Wasiq Dar, Associate Professor, Jindal Global Law School (JGLS), O.P. Jindal Global University, Sonipat, Haryana, India.
Gautam Mohanty, Assistant Professor, Jindal Global Law School, O.P. Jindal Global University, Sonipat, Haryana, India.
It is argued that the organisations that are best suited to represent the interests of the affected people of the host state and advocate for the protection of human rights in investor-state arbitration are non-governmental organisations (NGOs).
According to the authors, NGOs allow public interest considerations to be taken into account while the tribunal broadly looks at all the issues involved in the dispute. It is also argued that NGOs, by being permitted to participate in arbitral proceedings, ensure transparency, which is often regarded as one of the primary solutions to the negative reactions to investor-state arbitration.

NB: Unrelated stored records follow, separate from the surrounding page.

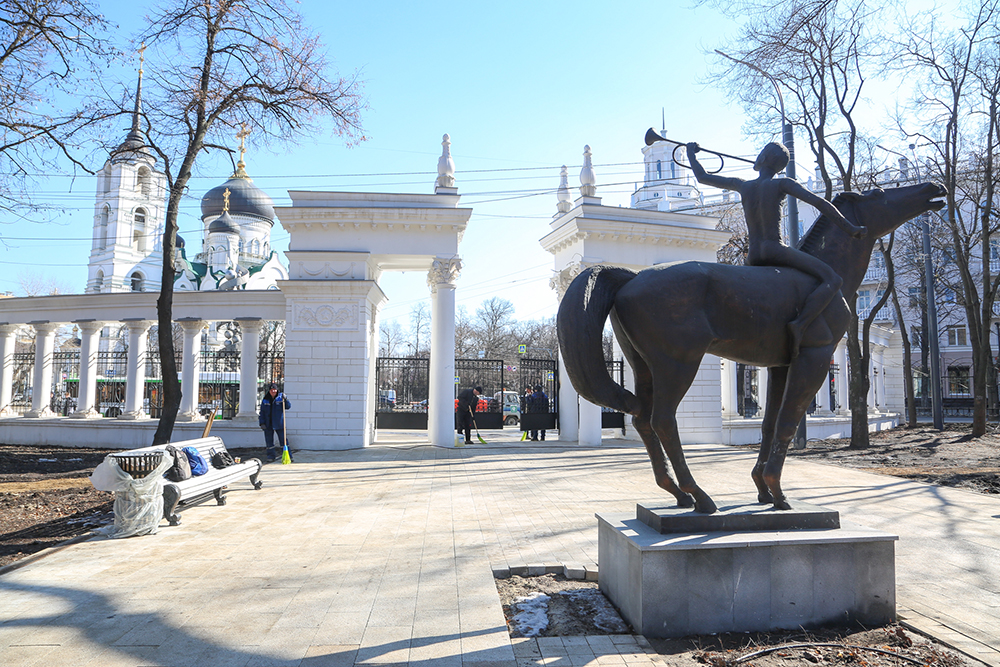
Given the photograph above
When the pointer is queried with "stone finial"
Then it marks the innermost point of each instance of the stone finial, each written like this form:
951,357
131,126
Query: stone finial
446,166
588,181
562,194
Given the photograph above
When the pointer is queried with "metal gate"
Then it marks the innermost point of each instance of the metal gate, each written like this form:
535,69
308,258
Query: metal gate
609,417
532,373
402,388
489,374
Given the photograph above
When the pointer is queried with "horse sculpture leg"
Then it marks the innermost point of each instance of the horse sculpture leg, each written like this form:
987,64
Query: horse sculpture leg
671,380
641,422
644,392
805,376
776,378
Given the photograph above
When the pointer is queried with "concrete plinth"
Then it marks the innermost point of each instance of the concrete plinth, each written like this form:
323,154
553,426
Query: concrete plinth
706,581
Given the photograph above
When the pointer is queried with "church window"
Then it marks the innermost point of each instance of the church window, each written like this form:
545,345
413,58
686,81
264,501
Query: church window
139,230
102,233
145,182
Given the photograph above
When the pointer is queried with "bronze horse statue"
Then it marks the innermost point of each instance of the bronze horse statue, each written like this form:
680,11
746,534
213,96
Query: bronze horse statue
668,317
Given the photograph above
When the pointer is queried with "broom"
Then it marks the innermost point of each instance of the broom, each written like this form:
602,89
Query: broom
286,456
478,437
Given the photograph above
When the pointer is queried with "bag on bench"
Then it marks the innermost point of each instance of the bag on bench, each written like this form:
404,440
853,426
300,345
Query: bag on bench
199,466
181,467
222,459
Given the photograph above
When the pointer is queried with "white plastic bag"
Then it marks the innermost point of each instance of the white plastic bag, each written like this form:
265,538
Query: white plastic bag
138,502
109,476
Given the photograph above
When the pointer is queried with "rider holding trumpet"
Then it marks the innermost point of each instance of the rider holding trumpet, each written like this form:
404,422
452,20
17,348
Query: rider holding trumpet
762,199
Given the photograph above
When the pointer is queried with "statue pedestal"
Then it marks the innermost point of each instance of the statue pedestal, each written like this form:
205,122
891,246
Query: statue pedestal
746,568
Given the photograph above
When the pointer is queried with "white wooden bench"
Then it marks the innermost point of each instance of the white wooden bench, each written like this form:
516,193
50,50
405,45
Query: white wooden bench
200,488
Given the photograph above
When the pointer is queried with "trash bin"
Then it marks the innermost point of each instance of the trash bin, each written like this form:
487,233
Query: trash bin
137,480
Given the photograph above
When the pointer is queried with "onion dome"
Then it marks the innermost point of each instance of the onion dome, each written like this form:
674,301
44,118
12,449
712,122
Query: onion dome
224,224
245,199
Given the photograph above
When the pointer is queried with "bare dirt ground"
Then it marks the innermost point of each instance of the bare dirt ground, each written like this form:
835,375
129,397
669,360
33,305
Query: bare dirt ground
46,498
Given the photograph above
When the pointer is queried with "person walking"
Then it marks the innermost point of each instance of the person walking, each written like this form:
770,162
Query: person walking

To that extent, this chapter will attempt to explore public interest litigation vis-à-vis amicus participation in investor-state arbitration. Notably, this chapter begins by examining why human rights are not assigned the desired importance in most investor-state treaties and agreements. The second section discusses why the ‘interests of the public’ in the host state need to be represented in investor-state arbitral proceedings.
The third section delves into analysing the potential role that NGOs can play in representing ‘public interests’ and ‘human rights’ issues before the arbitral tribunals through recent case studies. The fourth section discusses the safeguards and measures that can be taken to address the criticisms that have been levelled against the permitting of amicus curiae interventions in investor-state arbitral proceedings.
Published in: Public Interest Litigation in International Law, Routledge.